1. Montreal Carabins
2. Calgary Dinos
3. Laval Rouge et Or
4. McMaster Marauders
5. Western Mustangs
6. Saskatchewan Huskies
7. Waterloo Warriors

==Krown Countdown U Radio, 2017–2019 ==
From January 2017 until March 2019, Krown Countdown U produced a weekly radio show during college and university sports seasons available at various times on the affiliates of the TSN Radio Network with the flagship station out of Vancouver's TSN 1040. The program is also carried on the Rawlco Radio Network to affiliates in Saskatoon and Regina. The program ran from late August to December, and mid-January to mid-May and is one hour in duration. Mullin co-hosted from Vancouver with Hogan at the TSN 1050 studios in Toronto. Wadden provided the "Canadian Box Score" which recapped and previewed the college sports week in both Canada and the United States from a Canadian perspective. During the football season, Gord Randall was a regular contributor in an editorial position.

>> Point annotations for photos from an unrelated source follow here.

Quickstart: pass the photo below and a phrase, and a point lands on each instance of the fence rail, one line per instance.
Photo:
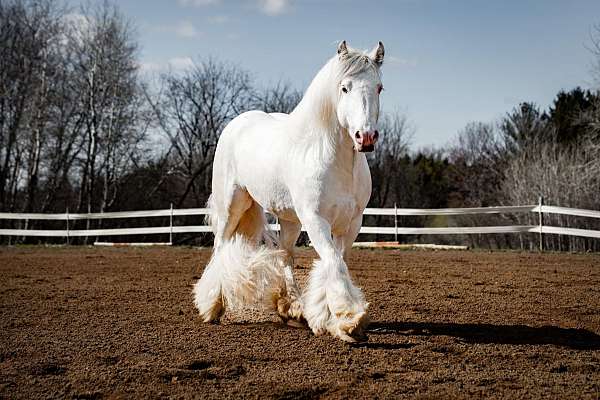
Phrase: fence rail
(539, 209)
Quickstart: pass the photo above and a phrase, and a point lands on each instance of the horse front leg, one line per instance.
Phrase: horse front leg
(332, 303)
(292, 310)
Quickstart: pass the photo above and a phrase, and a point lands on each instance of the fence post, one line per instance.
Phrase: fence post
(541, 221)
(395, 223)
(171, 226)
(68, 235)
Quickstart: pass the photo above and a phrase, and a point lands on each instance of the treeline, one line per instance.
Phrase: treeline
(526, 154)
(83, 128)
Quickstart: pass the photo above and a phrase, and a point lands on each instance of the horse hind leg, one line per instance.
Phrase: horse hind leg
(208, 296)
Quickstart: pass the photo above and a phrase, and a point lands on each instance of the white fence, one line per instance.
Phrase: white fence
(171, 229)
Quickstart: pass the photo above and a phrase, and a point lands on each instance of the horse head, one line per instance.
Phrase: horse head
(359, 86)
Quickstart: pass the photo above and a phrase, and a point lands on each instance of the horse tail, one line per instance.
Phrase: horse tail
(210, 218)
(240, 273)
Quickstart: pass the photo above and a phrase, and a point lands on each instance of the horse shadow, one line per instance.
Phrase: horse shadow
(577, 339)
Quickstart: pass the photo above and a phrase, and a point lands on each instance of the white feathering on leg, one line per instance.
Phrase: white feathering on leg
(207, 292)
(332, 303)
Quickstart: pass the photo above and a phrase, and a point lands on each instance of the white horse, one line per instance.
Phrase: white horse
(309, 169)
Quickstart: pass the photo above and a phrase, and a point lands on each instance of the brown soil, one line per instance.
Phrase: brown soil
(95, 322)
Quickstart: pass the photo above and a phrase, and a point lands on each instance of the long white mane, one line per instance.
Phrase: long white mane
(309, 169)
(321, 96)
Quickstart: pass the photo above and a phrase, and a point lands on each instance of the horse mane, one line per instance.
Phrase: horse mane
(320, 98)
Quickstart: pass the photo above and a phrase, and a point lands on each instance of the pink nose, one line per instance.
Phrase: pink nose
(366, 139)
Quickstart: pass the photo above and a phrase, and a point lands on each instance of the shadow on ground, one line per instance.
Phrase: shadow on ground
(579, 339)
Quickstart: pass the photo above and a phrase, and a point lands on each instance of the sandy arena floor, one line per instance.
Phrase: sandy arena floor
(119, 323)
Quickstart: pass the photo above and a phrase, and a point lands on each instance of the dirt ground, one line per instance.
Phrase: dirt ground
(119, 323)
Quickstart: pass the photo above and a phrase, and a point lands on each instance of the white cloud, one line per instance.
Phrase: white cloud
(180, 63)
(186, 29)
(197, 3)
(174, 64)
(218, 19)
(274, 7)
(403, 62)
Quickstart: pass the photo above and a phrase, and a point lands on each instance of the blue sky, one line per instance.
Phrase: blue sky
(447, 62)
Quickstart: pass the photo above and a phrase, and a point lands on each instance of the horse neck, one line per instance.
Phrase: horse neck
(316, 121)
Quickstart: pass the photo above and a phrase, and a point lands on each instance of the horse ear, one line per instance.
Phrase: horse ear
(342, 49)
(377, 54)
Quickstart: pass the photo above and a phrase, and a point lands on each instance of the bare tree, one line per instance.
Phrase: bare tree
(195, 107)
(388, 173)
(565, 176)
(106, 77)
(280, 98)
(29, 38)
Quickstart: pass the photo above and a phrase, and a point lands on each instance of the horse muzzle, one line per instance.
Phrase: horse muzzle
(364, 142)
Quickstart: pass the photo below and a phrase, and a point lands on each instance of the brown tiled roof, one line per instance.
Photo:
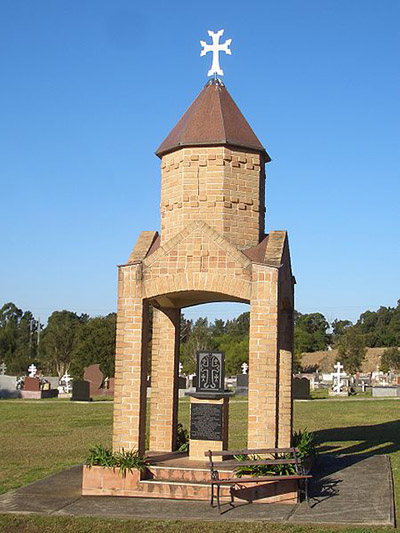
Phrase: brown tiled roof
(212, 119)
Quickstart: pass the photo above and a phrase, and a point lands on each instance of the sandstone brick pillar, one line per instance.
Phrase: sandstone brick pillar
(164, 379)
(129, 430)
(263, 359)
(285, 375)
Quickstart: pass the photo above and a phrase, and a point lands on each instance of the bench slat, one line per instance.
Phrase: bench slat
(224, 453)
(237, 464)
(258, 479)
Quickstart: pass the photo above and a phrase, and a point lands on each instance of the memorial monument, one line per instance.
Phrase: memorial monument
(212, 247)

The radio program covered football, college hockey and basketball in the winter-spring months. It was almost exclusively a football show in the summer and fall.

=== On-camera and on-air personalities on both TV and radio ===

| Date | Name | Title | Affiliation |
|---|---|---|---|
| 2011–present | Jim Mullin | Project partner-producer-host | Northern 8 |
| 2014–present | Gord Randall | Panelist | CW on Global TV |
| 2017–present | Mike Hogan | Panelist | TSN Radio |
| 2019 | Farhan Lalji | Reporter | TSN |
| 2019 | Dave Naylor | Reporter | TSN |
| 2019 | Jesse Palmer | Analyst | ABC/ESPN |
| 2015–2018 | Shawn Olson | Feature presenter |  |
| 2011–2017 | Andrew Wadden | Anchor-analyst-line producer | TSN Radio |
| 2012–2016 | Ryan Sullivan | Anchor |  |
| 2013 - 2014 | Billy Greene | Panelist |  |
| 2015 - 2017 | Justin Dunk | Panelist | Sportsnet |
| 2016 | Craig Smith | Guest Panelist |  |
| 2013 | Connor Hammond | Feature presenter |  |
| 2012 | Richard Zussman | Feature presenter |  |
| 2012 - 2015 | J.P. Shoiry | Panelist | SRC |
| 2014–2015 | Donnovan Bennett | Guest Panelist | Sportsnet |
| 2012 - 2015 | Andrew Bucholtz | Panelist | Yahoo.ca |
| 2014–2016 | Jesse Lumsden | Panelist | Shaw TV |
| 2011 | Chad Klassen | Host |  |
| 2016 | C-A Sinotte | Guest Panelist | TVA Sports |
| 2015–2016 | Lee Barrette | Guest Panelist | Canada Football Chat |
| 2015 | L. David Dube | Project Partner/Spokesperson | Northern 8 |
| 2022 | Dashawn Stephens | Guest Panelist | PRSVRE Media Group |

==Krown Gridiron Nation Podcast, 2019-Present ==

Gridiron Nation presented by Krown Produce replaced the radio show with a podcast in the fall of 2019.